Но мы не умерли. Мы разучились жевать, мы глотали чёрствый хлеб кусками, пальцами проталкивая их в глотку, мы перестали чувствовать вкус пищи, сделались невесомые и хрупкие, как слинявшая с насекомого кожа, – но мы не умерли в эту зиму. Судьбе угодно было мучить нас дальше. Она издевалась, дав нам крышу и стены, но отобрав у крыши и стен способность защищать хозяев от взбесившегося снаружи мира…

В мае через Мельну проходили красноармейцы. Они спешили к Петрограду, чтобы не позволить белому генералу вернуть себе родину, чтобы вырвать родину у него из-под ног, будто половичок, хотя он нуждался в ней так же, как всякий русский… Эти люди, простые и грубые, научились в грязи, дорогах и сгустившейся вокруг них смерти жить так, как живут однодневки – без вчера и завтра, съедая подчистую всё, что находили в пути, уничтожая всё, что сегодня было не нужно. Они лазили по кухням, в которых сквозняк революции ещё не засыпал тёплые угли, тискали девок, смеялись и охальничали, а на следующий день шли умирать за волю и землю – верили, что умирают именно за них!

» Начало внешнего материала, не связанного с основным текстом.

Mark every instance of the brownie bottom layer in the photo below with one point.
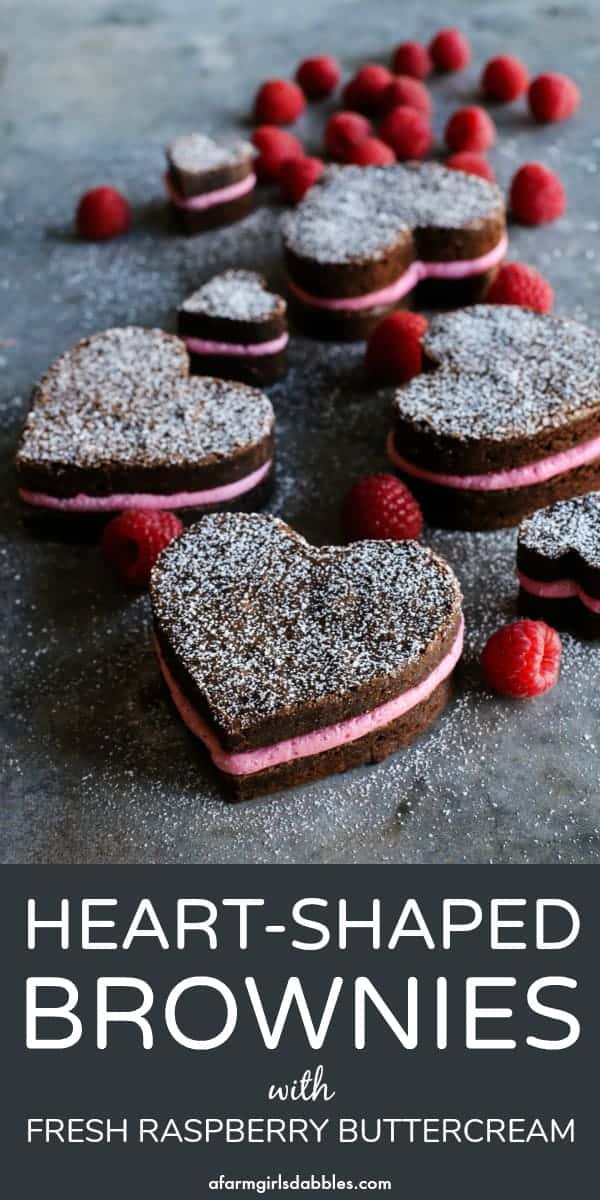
(451, 508)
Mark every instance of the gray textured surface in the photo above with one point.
(97, 768)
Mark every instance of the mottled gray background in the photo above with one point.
(96, 766)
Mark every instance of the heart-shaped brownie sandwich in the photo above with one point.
(235, 328)
(365, 237)
(292, 661)
(505, 418)
(558, 564)
(210, 181)
(118, 423)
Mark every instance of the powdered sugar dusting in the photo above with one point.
(237, 295)
(503, 372)
(358, 211)
(563, 527)
(263, 621)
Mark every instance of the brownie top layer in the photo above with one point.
(502, 372)
(564, 527)
(198, 151)
(264, 623)
(124, 396)
(235, 295)
(357, 213)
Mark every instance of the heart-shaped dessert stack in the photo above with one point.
(558, 564)
(292, 661)
(117, 423)
(235, 328)
(365, 237)
(505, 418)
(210, 181)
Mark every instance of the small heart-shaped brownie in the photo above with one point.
(235, 328)
(292, 661)
(558, 564)
(504, 419)
(365, 237)
(117, 423)
(210, 181)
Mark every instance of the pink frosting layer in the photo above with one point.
(558, 589)
(328, 738)
(207, 199)
(497, 480)
(148, 499)
(459, 269)
(203, 346)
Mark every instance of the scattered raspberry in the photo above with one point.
(132, 541)
(553, 97)
(414, 59)
(279, 102)
(522, 659)
(472, 163)
(450, 51)
(519, 283)
(364, 93)
(297, 175)
(471, 129)
(405, 90)
(504, 78)
(371, 153)
(394, 351)
(319, 76)
(537, 195)
(343, 132)
(274, 148)
(381, 507)
(407, 132)
(102, 213)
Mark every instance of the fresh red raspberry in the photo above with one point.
(472, 163)
(405, 90)
(407, 132)
(343, 132)
(412, 58)
(101, 214)
(381, 507)
(132, 541)
(364, 91)
(519, 283)
(371, 153)
(319, 76)
(522, 659)
(471, 129)
(537, 195)
(279, 102)
(450, 51)
(553, 97)
(297, 175)
(504, 78)
(394, 351)
(274, 148)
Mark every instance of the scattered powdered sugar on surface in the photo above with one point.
(238, 295)
(358, 211)
(125, 396)
(198, 151)
(503, 371)
(262, 621)
(563, 527)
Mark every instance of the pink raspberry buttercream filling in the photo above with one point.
(498, 480)
(459, 269)
(203, 346)
(148, 499)
(558, 589)
(328, 738)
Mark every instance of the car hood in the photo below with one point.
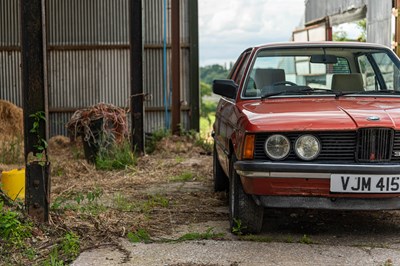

В наш дом определили на постой пятерых красноармейцев. Они были бесцеремонны – кочевники без крова и скарба, вечные гости с правом быть сильнее хозяина. Осмотрев на кухне плиту с мокрицами, они прошли в столовую, сели за стол на уцелевшие табуретки и обиженно потянули из своих котомок хлеб. Кто мы такие? почему сохнем с голоду в большом доме? и где сам? – допрашивали они. Узнав, смеялись: отжировал хозяин! нынче воля голи! кто на белом хлебе взошёл, тот голоте враг! Распетушили себя языками – учинили сверку: так ли мы забеднели? Обшарили дом – порвали на обмотки занавески в спальне, разбили в горке зеркало, поделив осколки между собой – и остались довольны оскуделым вражьим логовом. При этом в них совсем не было ненависти; они чувствовали свою правоту, потому что поступать так – это и есть революция, а в правоте революции они не сомневались. Но зеркала и занавесок для полной справедливости им показалось мало – они прижали Якова: почему не воюет? с красными не путится? или стережёт последнюю хозяйскую утеху? И один из красноармейцев припечатал Якова кулаком, и тот сполз по стене на пол. На губах Якова вздулся и лопнул алый пузырь, и на грудь ему выпал мокрый сгусток с двумя зубами, как арбузная мякоть с невызревшими семечками. Потом Якова заперли в подпол, а меня и хнычущую сестру выставили в сени. Но я по привычке устроилась у дверной щели и слышала, как Лиза вначале кричала, а после лишь глухо хрипела сквозь затыкавшую ей рот ладонь.